2. Description of the Related Art:
Heretofore, a non-doped polysilicon spacer has been in ordinary use to manufacture a MOS transistor having an LDD structure; such a spacer is formed by forming polysilicon gates on a semiconductor substrate after oxidizing the gates, subsequently, by adding an impurity of a low concentration to the semiconductor substrate and by accumulating polysilicon layer on the after-oxide film.
FIG. 1 shows a semiconductor device manufactured by this conventional method. The semiconductor substrate 4 includes electrode regions 3 of a low impurity concentration. A polysilicon gate 5 is formed on the substrate 4, with a gate oxide film 2 sandwiched between the polysilicon gate 5 and the substrate 4. A non-doped polysilicon spacer 1 is formed over the gate oxide film 2.
The resulting polysilicon spacer 1 is etched by the RIE (reactive ion etching) method and non-doped polysilicon spacers 1 are formed as shown in FIG. 2. Then an impurity of a high concentration is added in the semiconductor substrate. Finally, the polysilicon spacer 1 is further etched by the CDE (chemical dry etching) method to form an LDD structure.
According to the conventional method, however, there has been a disadvantage that the spacer 1 can only be inadequately eliminated in the CDE process due to the composition of the spacer 1. Specifically, since the spacer 1 consists exclusively of a non-doped polysilicon, its etching speed is relatively low. Thus, the difference in etching speed between the polysilicon spacer 1 and the after-oxide film 2 made of SiO.sub.2 would be relatively small to adequately eliminate a desired part of the polysilicon spacer 1.
In other words, if a long time is taken for the etching process to adequately eliminate the polysilicon spacer 1, the etching process would excessively proceed so as to partly etch even the oxide film 2, thus producing a damaged portion 2' as shown in FIG. 3. Further, the etching action could occasionally reach the polysilicon gate 5 to damage, thus producing a damage portion 5'.
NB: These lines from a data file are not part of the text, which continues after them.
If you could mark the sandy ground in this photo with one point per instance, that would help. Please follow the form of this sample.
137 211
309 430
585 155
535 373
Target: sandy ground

To the contrary, if the etching time is shortened to avoid such damage, the spacer 1 would be inadequately eliminated, leaving some unnecessary spacer part as shown in FIG. 4. This residual spacer 1 would act as a floating gate which impairs the transistor property. If the polysilicon gate 5 has a reverse-taper shape, this problem is more intense so that more of the spacer is apt to remain.
Therefore, for the desired elimination of the spacer 1, it has heretofore been a common practice to keep the etching time as long as possible to minimize the margin of the spacer 1 to protect the after-oxide film.
Further, since not only the after-oxide film 2 of the gate but also the field oxide film 8 would be etched during the etching of the polysilicon spacer 1, it is necessary to keep a margin of the field oxide film 8 at the stage of designing. This, like the so-called bird's beak, has been an obstacle to the high integration of the semiconductor device.